Centuries of scientific experimentation are paving the way for a breakthrough in the hunt for new particles, particularly those believed to constitute dark matter.

In 1773, British scientist Henry Cavendish initiated an experiment aimed at unraveling the mysteries of electromagnetism, involving the measurement of electrical potential on two nested metal shells to examine interactions of charged particles.

Now, Peter Graham, a professor at Stanford University, suggests reviving Cavendish’s historic experiment could illuminate the enigmatic particles forming dark matter.

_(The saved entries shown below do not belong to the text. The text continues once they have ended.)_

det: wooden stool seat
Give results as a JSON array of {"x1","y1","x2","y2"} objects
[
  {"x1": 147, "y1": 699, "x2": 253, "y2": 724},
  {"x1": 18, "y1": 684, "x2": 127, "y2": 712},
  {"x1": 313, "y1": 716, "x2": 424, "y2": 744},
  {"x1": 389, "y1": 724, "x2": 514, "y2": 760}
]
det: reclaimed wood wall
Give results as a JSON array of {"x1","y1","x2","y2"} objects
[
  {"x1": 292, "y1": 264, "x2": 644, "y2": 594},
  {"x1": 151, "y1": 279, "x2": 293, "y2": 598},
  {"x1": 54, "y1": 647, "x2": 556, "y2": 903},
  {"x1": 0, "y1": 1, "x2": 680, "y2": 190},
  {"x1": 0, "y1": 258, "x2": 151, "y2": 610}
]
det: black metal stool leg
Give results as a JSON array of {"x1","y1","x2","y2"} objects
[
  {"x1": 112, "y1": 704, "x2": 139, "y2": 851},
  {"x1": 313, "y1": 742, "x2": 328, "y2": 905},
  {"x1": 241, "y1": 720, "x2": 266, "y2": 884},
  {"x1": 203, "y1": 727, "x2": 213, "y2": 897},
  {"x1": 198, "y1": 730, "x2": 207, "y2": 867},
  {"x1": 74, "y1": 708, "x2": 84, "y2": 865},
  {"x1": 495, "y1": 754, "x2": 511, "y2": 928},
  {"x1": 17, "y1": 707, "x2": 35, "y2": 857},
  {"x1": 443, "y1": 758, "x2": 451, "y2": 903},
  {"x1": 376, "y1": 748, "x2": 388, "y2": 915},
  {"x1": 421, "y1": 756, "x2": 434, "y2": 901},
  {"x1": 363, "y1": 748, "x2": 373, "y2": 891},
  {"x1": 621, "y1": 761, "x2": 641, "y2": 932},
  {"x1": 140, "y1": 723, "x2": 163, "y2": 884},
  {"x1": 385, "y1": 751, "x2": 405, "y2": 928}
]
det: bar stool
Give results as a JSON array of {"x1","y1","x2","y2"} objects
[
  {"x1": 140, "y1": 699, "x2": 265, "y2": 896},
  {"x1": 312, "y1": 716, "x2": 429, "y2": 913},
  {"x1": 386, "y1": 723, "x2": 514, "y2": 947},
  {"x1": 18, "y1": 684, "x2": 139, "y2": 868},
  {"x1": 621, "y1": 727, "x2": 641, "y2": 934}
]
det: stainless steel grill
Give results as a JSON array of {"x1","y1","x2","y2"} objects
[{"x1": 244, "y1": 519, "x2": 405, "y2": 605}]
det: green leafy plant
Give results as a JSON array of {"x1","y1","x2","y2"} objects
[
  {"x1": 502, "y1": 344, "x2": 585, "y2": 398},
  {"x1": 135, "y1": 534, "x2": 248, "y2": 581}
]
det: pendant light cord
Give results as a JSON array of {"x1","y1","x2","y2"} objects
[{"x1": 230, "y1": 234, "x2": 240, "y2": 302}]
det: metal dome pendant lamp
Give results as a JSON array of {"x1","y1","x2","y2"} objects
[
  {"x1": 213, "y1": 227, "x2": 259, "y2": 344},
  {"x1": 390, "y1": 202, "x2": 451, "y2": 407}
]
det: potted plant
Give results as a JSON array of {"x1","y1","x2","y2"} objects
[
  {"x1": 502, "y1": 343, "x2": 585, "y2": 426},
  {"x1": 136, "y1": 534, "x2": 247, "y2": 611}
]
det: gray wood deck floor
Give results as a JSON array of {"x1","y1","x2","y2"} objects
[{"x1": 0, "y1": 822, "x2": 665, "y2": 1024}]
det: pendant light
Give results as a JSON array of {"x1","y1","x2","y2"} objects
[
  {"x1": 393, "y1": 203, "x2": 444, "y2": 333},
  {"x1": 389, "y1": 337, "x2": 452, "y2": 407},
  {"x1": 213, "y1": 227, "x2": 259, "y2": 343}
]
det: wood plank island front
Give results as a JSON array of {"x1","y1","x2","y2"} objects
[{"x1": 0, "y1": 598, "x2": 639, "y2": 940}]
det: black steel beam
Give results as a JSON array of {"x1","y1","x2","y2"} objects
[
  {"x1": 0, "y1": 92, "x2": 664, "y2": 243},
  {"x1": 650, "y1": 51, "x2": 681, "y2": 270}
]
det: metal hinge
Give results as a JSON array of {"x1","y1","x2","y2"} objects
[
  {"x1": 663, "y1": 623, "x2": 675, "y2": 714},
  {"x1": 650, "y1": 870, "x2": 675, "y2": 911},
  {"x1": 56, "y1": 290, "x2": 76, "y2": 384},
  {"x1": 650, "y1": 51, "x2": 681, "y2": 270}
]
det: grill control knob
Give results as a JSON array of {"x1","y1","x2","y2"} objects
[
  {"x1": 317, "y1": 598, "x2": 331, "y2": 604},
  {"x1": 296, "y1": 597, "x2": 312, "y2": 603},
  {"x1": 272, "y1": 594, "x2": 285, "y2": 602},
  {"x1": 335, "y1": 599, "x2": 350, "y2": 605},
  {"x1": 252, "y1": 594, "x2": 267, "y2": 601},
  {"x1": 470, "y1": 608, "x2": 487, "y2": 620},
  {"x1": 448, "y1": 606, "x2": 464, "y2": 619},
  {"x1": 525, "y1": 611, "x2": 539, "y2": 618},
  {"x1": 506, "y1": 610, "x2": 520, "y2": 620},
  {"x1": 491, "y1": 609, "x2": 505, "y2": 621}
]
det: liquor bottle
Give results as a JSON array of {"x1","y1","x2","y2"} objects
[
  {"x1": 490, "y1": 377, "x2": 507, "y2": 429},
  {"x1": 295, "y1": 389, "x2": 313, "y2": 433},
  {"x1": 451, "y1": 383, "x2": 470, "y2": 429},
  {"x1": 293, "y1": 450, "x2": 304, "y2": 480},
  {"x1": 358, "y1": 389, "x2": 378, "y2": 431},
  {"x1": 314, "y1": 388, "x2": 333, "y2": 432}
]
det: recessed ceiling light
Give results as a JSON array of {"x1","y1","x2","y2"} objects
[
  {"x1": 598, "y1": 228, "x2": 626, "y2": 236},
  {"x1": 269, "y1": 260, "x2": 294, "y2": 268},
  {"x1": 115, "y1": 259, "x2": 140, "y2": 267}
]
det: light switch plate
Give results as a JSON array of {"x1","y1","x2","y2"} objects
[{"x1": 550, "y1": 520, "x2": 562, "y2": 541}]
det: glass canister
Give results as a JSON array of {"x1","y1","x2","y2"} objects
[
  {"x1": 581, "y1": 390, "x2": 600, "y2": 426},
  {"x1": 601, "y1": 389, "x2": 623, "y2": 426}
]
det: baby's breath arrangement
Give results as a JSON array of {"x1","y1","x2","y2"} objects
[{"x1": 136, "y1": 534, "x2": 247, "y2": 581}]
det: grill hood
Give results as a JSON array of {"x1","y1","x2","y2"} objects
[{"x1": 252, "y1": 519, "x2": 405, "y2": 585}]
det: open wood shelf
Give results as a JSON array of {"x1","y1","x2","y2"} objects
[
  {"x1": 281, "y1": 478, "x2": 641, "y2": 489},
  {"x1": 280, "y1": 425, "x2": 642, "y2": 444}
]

Dark matter, which constitutes a significant portion of our universe, remains poorly understood. Numerous theories have emerged regarding its composition, and experiments range from particle colliders to advanced underground detectors.

Graham and his research team are focusing on a dark matter candidate known as milli-charged particles (mCPs). True to its name, mCP has an exceptionally small charge, rendering it suitable for Cavendish’s original experimental setup.

The team proposes recreating the nested shell design, applying a voltage to the outer shell and measuring the voltage difference to detect the presence of mCPs during the experiment.

To enhance the experimental design, the team plans to incorporate an accumulator device to effectively extract all charged particles from the surrounding environment, maximizing the potential for mCP detection, according to Harikrishnan Ramani of the University of Delaware.

This innovative design is cost-effective compared to other mCP explorations, estimated at under $1 million—1,000 times less than operating a particle accelerator for a year. Preliminary calculations indicate it could be more sensitive than future collider experiments.

Researchers like Kevin Kelly from Texas A&M University believe this experimental approach could potentially outperform existing methods by a factor of 100 to 10,000, capable of detecting mCPs with even lower charges than previously thought.

According to Christopher Hill at Ohio State University, this technique may surpass some current experiments. He posits that it could accelerate the timeline for significant discoveries regarding the composition and functioning of our universe.

The research team is currently in the final stages of planning the experiment and securing funding. If successful, they aim to execute the project within two to three years, potentially offering a new avenue for studying mCPs.